Two years after his arrest in Canada for cyber spying on US military aircraft, a Chinese businessman has been jailed by a US court for nearly four years

The US has jailed a Chinese national for nearly four years after he admitted conspiring to hack into the computer systems of major US defence contractors to steal military hardware secrets.

The 50-year-old man, Su Bin, was arrested while working in Canada in 2014 and extradited to the US to stand trial.

At the time, the US assistant attorney general for national security, John Carlin, said the case sent a strong message that stealing from the US and US companies has a significant cost.

“We can and will find these criminals and bring them to justice,” he said in a statement.

Su initially faced up to 30 years in jail, according to news service Phys.org, but that was reduced to a maximum of five years and a fine of $250,000 after he agreed to enter a guilty plea in March 2016.

Su ran a Chinese aviation technology company with an office in Canada and was in the process of applying for Canadian citizenship when he was arrested.

The man, who used the aliases Stephen Su and Stephen Subin, is believed to have been working for “commercial gain” with a Chinese hacking group seeking data relating to military aircraft.

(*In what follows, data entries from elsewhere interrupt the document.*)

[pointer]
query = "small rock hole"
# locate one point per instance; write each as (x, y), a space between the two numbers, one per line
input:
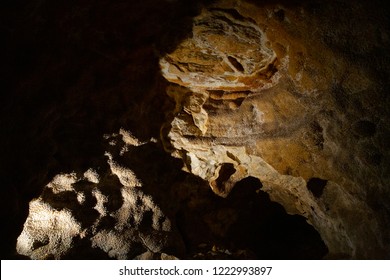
(364, 128)
(236, 64)
(227, 170)
(316, 186)
(279, 15)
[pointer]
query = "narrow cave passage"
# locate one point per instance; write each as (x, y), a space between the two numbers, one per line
(247, 225)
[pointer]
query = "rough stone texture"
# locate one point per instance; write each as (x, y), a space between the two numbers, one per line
(108, 212)
(299, 111)
(274, 106)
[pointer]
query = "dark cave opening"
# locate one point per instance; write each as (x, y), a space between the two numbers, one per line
(247, 225)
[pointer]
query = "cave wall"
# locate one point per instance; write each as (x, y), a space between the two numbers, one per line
(99, 95)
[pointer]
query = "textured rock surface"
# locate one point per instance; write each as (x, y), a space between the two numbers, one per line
(98, 214)
(297, 116)
(274, 106)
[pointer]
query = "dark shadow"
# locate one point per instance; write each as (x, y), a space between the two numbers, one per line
(247, 225)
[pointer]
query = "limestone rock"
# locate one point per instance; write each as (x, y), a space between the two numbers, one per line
(259, 94)
(102, 210)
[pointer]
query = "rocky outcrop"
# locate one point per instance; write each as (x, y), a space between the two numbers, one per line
(259, 92)
(102, 213)
(271, 106)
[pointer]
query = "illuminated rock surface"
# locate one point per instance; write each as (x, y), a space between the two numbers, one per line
(278, 112)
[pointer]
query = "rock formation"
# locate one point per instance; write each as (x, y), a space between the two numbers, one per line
(230, 129)
(260, 93)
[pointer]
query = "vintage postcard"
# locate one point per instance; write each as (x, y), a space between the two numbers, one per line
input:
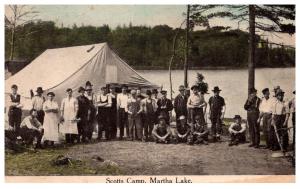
(181, 93)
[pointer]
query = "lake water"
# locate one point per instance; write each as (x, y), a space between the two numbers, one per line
(234, 83)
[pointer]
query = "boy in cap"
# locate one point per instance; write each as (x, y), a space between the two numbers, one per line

Read more about US-China cyber relations

Su admitted working with people in China between October 2008 and March 2014 to gain unauthorised access to computer networks in the US.

The targeted networks included some in California belonging to military contractor Boeing.

Su is believed to have helped the hacking group in China by advising them on what companies and files to target and translating the stolen data before emailing it to the group in China.

The stolen data included blueprints of F-35 and F-22 fighter jets and technical data relating to Boeing's C-17 military cargo plane.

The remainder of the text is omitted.